Disciplina

Faz a tua parte e nada mais te é exigido.

Quantas ideias navegam a nossa mente entre o que foi e o que será. O revivalismo de quando eu era, quando fazia e agora não consigo, não faço, gostava de resgatar esses tempo. O futuro de quando eu for, quando eu tiver isto, serei diferente. Quando atingir determinada meta conseguirei ser do jeito que quero… E anda-se no limbo entre dois tempos que não existem.

Se sou o autor da minha história, tenho de ser o protagonista dela já. No momento presente, aqui e agora. Dar os passos no sentido da construção. Valorizar o que sou agora com todas as qualidades e defeitos. Mas acima de tudo, perceber onde não aceito, onde não respeito, onde mora o conflito que me traz ânsias, que me faz paralisar e que me mantém insatisfeit@. É aí que tenho de observar, cuidar e trabalhar para mudar esse estado para outro que me satisfaça.
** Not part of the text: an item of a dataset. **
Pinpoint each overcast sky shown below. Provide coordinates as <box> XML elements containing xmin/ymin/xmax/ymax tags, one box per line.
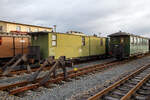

É ótimo estabelecer metas, objetivos e agir nesse sentido, dar os passos, focar na direção. Contudo, nós apressados, queremos tudo para já. E depois entramos em guerra connosco. Então se estou a caminhar, a fazer, porquê que não me acontece?

Ora a vida tem tempos para nós diferentes do tempo que queremos. Gosto muito da frase, “não faças muitos planos para vida para não estragar os planos que a vida tem para ti”. E por vezes podemos achar que estamos bem alinhados com os nossos objetivos, mas para lá chegar temos de trabalhar outras áreas, tomar outros trilhos, amadurecer primeiro, para que o objetivo aconteça. E como estamos tão focados no objetivo não olhamos para os outros trilhos que nos estão a ser propostos, não os aceitamos, pois achamos que não encaixa no que traçámos para nós.
Outras as vezes os objetivos não estão alinhados de todo com a voz do nosso coração, pelo que se não for por ali, por mais que tentemos, a coisa não se dá. Mas mais uma vez se escutarmos, a vida vai dando pistas, para nos colocar no caminho que está alinhado connosco.

Mas acima de tudo, a vida pede disciplina. Disciplina com a verdade que ressoa cá dentro. Que os gestos e atitudes e toda a ação transporte essa verdade connosco. Que sejamos responsáveis com as nossas habilidades, que as ponhamos em uso. Que as pratiquemos como o ar que respiramos. É esse o nosso chamado. E temos duas opções: aceitamos a chamada conscientemente e fluímos com ela ou não atendemos a chamada e fazemos a caminho na inconsciência, o que nos leva por vezes a perguntar “porquê isto, porquê a mim?” E continuarão essas questões enquanto os olhos não se abrirem e os ouvidos não despertarem para atender a chamada.

Faz a tua parte, dá o melhor de ti a cada momento. Dá porque é essa a tua condição e prepara-te para receber, sem esperares nada.